Pendant un an, j’ai versé 2 500 dollars par mois à ma belle-mère pour sa résidence médicalisée. Lorsque j’ai découvert où allait réellement l’argent, je suis devenue livide… 😱

Tamara est devenue ma belle-mère après la mort de ma mère, lorsque j’avais neuf ans. Elle n’a jamais essayé de prendre sa place — elle s’est simplement occupée de moi, jusqu’à devenir, presque sans que je m’en rende compte, une véritable mère.

Après la mort de mon père, nous nous sommes retrouvées seules toutes les deux.

Je travaillais douze heures par jour et je lui rendais visite de moins en moins souvent. À chaque fois, je promettais :

— La semaine prochaine, je resterai plus longtemps.

Lorsque la santé de Tamara s’est détériorée, elle a emménagé dans une bonne résidence pour personnes âgées.

— Grâce à un ancien programme caritatif, le séjour coûte 2 500 dollars par mois, m’expliqua-t-elle.

La somme était énorme, mais j’acceptai.

— Tu m’as élevée. Maintenant, c’est à mon tour de prendre soin de toi.

Pendant un an, je lui ai apporté un chèque chaque mois. J’acceptais des heures supplémentaires, économisais sur tout et m’endettais progressivement.

Mais au moins, je venais la voir chaque mois sans exception.

Un jour, je suis arrivée plus tôt et j’ai surpris une conversation entre Tamara et une autre résidente.

— Ta fille vient souvent te voir, dit la femme.

Tamara poussa un profond soupir :

— Elle croit qu’elle paie mon séjour. C’est probablement la seule raison pour laquelle elle vient chaque mois.

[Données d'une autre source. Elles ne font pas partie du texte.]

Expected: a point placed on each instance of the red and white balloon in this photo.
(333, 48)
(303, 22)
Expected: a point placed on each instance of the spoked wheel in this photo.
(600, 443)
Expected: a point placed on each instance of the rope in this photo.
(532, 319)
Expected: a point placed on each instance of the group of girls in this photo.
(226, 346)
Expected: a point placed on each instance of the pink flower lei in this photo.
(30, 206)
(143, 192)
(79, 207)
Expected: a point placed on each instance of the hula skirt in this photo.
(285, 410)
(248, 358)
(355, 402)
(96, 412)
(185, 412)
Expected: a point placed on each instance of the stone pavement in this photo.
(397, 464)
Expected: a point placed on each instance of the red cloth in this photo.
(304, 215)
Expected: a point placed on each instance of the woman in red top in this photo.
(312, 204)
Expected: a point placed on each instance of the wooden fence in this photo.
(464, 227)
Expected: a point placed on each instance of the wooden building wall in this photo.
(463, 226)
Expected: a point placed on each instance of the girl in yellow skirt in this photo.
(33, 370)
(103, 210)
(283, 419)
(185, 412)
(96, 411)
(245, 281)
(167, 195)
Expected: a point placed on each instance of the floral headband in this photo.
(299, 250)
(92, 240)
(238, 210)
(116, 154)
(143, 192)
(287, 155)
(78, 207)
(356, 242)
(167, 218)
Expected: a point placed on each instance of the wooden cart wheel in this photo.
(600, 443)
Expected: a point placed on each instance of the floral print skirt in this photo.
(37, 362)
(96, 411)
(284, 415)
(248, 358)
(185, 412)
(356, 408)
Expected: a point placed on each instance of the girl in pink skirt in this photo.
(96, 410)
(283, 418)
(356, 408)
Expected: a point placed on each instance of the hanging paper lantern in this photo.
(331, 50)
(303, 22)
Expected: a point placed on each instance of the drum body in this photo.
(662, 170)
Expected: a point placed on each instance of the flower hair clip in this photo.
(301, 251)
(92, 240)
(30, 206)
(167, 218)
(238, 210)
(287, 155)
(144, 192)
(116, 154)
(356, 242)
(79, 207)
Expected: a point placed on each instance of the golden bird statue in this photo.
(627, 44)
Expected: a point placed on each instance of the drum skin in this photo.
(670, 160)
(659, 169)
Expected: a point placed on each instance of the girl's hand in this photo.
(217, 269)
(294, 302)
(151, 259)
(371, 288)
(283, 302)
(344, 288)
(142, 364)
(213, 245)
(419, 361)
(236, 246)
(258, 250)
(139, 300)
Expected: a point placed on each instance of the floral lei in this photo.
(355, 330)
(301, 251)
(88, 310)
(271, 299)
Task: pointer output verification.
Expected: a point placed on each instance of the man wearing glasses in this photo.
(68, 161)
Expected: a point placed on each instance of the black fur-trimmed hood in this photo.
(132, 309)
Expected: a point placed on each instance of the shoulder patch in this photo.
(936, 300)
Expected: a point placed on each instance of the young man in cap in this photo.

Mes mains devinrent glacées.

Dans sa chambre, je lui demandai directement :

— Est-ce que je paie réellement ta résidence ?

Tamara baissa les yeux.

— Pas exactement.

Il s’avéra qu’elle y vivait gratuitement. Des années auparavant, elle avait fait don d’une partie de son héritage à l’établissement et obtenu le droit d’y résider à vie.

— Alors, où est mon argent ?

Elle désigna un sac près de l’armoire.

À l’intérieur se trouvaient des relevés bancaires et une enveloppe portant mon nom. Tous les chèques avaient été déposés sur un compte séparé. Tamara n’avait pas dépensé un seul dollar — elle avait même placé l’argent avec prudence, et la somme avait augmenté.

— Pourquoi as-tu fait ça ? demandai-je.

Elle se mit à pleurer.

— Parce que sinon, tu aurais cessé de venir.

Je n’arrivais pas à croire ce que j’entendais.

— Tu savais à quel point je travaillais dur !

— J’avais l’intention de tout te rendre.

— Tu pouvais simplement me dire que je te manquais !

Tamara murmura :

— Je ne voulais pas supplier ma fille de me consacrer du temps. Je voulais que tu aies toi-même envie d’être près de moi.

Dans sa lettre, elle avait écrit :

« Je ne t’ai jamais considérée comme ma belle-fille. Après la mort de ton père, j’avais peur qu’un jour tu disparaisses tout simplement de ma vie. Je ne voulais pas ton argent. Je voulais ton temps. »

— Ce que tu as fait était cruel, dis-je.

— Je sais.

— Je ne pourrai pas te pardonner immédiatement.

— Je comprends.

Elle promit de me rendre jusqu’au dernier dollar.

Je m’assis près d’elle et lui pris la main.

— Tu restes ma mère. Mais désormais, plus aucun secret.

Ce jour-là, pour la première fois depuis des années, je ne regardai pas l’heure.

Nous sommes restées ensemble jusqu’au soir — sans chèques ni fausses factures.

Seulement une mère et sa fille, qui avaient eu trop longtemps peur d’avouer à quel point elles avaient besoin l’une de l’autre.